Pitch Deck Template
A proven 12-slide structure used by successful startups to raise venture funding. Follow this framework to tell your story effectively.
Key Principles
Keep it Concise
10-15 slides max. Each slide should have one key message. Investors will read details in the data room.
Show, Don't Tell
Use visuals, charts, and screenshots. A picture of traction is worth a thousand words.
Tell a Story
Your deck should flow logically: Problem → Solution → Why now → Why you → The ask.
Slide-by-Slide Guide
Title Slide
Company name, tagline, and your contact information.
Tips:
- Keep it clean and memorable
- Include a compelling one-liner
- Add your logo and contact info
Example:
Acme Inc. - Making enterprise collaboration effortless
Problem
The pain point you're solving.

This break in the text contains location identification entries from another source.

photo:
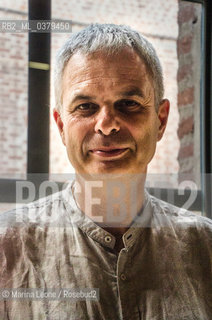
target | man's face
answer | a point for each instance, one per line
(108, 120)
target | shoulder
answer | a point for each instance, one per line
(46, 211)
(166, 214)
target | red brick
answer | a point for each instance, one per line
(184, 44)
(186, 126)
(186, 97)
(186, 13)
(184, 71)
(187, 151)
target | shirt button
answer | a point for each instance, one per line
(108, 239)
(123, 277)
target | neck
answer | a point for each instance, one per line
(110, 201)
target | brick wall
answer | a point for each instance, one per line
(13, 100)
(157, 19)
(189, 56)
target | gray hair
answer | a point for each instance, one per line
(110, 38)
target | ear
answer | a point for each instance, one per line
(163, 113)
(60, 124)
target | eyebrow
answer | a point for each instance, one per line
(128, 93)
(133, 92)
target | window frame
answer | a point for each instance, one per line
(38, 137)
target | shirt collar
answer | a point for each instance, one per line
(91, 229)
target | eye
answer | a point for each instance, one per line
(127, 105)
(87, 107)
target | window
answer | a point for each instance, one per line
(188, 150)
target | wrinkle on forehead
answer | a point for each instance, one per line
(105, 72)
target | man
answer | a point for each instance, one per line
(148, 259)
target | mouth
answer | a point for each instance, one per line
(109, 153)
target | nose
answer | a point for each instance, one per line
(106, 122)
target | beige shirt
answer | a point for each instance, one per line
(164, 271)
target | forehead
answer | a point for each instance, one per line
(102, 68)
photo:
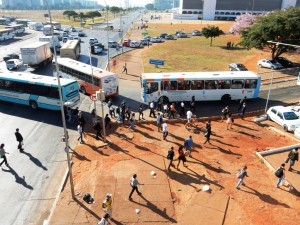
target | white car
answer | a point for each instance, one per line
(285, 117)
(268, 63)
(14, 64)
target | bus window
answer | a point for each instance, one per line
(151, 87)
(211, 84)
(237, 84)
(224, 84)
(250, 84)
(197, 84)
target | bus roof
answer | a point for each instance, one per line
(70, 44)
(199, 75)
(83, 67)
(34, 78)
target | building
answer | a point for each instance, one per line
(230, 9)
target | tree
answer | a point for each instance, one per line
(242, 22)
(149, 7)
(93, 14)
(211, 32)
(278, 26)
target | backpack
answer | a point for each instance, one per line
(279, 172)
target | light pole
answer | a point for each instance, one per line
(62, 110)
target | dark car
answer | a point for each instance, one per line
(237, 67)
(11, 56)
(163, 35)
(284, 62)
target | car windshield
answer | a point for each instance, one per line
(290, 116)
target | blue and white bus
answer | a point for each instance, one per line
(37, 91)
(204, 86)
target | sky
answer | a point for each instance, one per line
(122, 2)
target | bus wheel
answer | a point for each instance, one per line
(83, 90)
(33, 104)
(226, 99)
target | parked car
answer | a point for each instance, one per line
(12, 64)
(196, 33)
(126, 42)
(284, 62)
(11, 56)
(93, 41)
(182, 35)
(285, 117)
(237, 67)
(169, 37)
(268, 63)
(112, 44)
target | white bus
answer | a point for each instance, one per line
(105, 80)
(35, 26)
(70, 49)
(6, 34)
(18, 29)
(205, 86)
(37, 91)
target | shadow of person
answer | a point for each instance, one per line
(19, 180)
(35, 160)
(264, 197)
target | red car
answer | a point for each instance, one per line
(126, 42)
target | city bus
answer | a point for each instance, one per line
(70, 49)
(37, 91)
(23, 21)
(204, 86)
(83, 73)
(18, 29)
(6, 34)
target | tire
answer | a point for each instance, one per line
(33, 104)
(83, 90)
(226, 99)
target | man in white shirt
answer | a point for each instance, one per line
(189, 115)
(165, 130)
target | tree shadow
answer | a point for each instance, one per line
(18, 180)
(156, 210)
(35, 160)
(264, 197)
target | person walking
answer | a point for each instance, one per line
(141, 112)
(79, 129)
(181, 156)
(188, 144)
(152, 112)
(165, 130)
(242, 101)
(293, 156)
(132, 121)
(182, 109)
(280, 174)
(107, 204)
(125, 68)
(2, 154)
(104, 220)
(170, 156)
(134, 184)
(242, 173)
(159, 121)
(19, 138)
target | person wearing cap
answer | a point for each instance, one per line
(293, 156)
(104, 220)
(106, 205)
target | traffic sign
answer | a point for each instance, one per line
(157, 62)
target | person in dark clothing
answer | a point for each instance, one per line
(19, 138)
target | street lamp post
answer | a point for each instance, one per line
(66, 136)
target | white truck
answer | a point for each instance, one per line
(54, 41)
(36, 54)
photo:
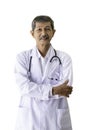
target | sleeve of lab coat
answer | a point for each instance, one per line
(34, 90)
(67, 70)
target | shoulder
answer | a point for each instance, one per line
(65, 57)
(24, 55)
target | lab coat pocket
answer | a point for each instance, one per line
(63, 119)
(23, 119)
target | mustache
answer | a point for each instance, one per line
(44, 37)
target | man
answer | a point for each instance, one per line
(44, 76)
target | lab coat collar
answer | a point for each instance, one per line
(36, 53)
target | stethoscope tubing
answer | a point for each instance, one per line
(55, 56)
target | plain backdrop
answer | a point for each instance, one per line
(70, 18)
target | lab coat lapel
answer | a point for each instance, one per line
(36, 64)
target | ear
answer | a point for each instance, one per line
(32, 33)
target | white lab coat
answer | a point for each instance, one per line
(39, 109)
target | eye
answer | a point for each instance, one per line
(38, 30)
(48, 29)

Make investors feel the problem.
Tips:
- Be specific about who has this problem
- Quantify the pain (time, money, frustration)
- Use a real customer story if possible
Example:
Enterprise teams waste 5+ hours/week searching for information across disconnected tools.
Solution
How your product solves the problem. Keep it simple.
Tips:
- Lead with the benefit, not features
- Show, don't just tell
- Make it easy to understand in 10 seconds
Example:
An AI-powered workspace that brings all your tools together in one searchable interface.
Market Opportunity
TAM, SAM, SOM - show the market is big enough.
Tips:
- Use credible sources for market data
- Show bottom-up market sizing
- Explain why now is the right time
Example:
TAM: $50B enterprise productivity market. SAM: $8B collaboration tools. SOM: $800M (10% of SAM in 5 years)
Product
Screenshots, demo, or product walkthrough.
Tips:
- Use real product screenshots
- Highlight key features visually
- Keep it focused on core value prop
Example:
[Product screenshots showing the main workflow]
Business Model
How you make money. Be clear and specific.
Tips:
- Explain your pricing model
- Show unit economics if you have them
- Mention expansion revenue opportunities
Example:
SaaS subscription: $15/user/month. Average contract: $18K ARR. 120% net revenue retention.
Traction
The slide investors care about most. Show growth.
Tips:
- Lead with your strongest metric
- Show month-over-month or year-over-year growth
- Include revenue, users, or key milestones
Example:
$1.2M ARR growing 20% MoM. 50 enterprise customers. 95% gross retention.
Competition
Market landscape and your differentiation.
Tips:
- Don't say you have no competition
- Use a 2x2 matrix to position yourself
- Explain your sustainable advantage
Example:
[2x2 matrix showing competitors vs. your positioning on key dimensions]
Go-to-Market
How you acquire and retain customers.
Tips:
- Be specific about channels
- Show CAC and payback period if known
- Explain your sales motion
Example:
Product-led growth + inside sales. CAC: $2,500. Payback: 4 months. 80% of leads from organic.
Team
Why you're the team to build this.
Tips:
- Highlight relevant experience
- Show founder-market fit
- Mention key advisors if notable
Example:
CEO: 10 years at Salesforce, led product for 500-person team. CTO: Former Google, built systems at scale.
Financials
Key projections and how you'll use the funding.
Tips:
- Show 3-5 year revenue projections
- Explain key assumptions
- Be realistic, not hockey-stick
Example:
Y1: $2M ARR → Y3: $15M ARR. Path to profitability in Y4. Key driver: 100 new enterprise logos/year.
The Ask
How much you're raising and key milestones.
Tips:
- State the amount clearly
- Explain use of funds
- Define milestones this raise enables
Example:
Raising $5M Series A. 18 months runway. Milestones: $5M ARR, 200 customers, Series B ready.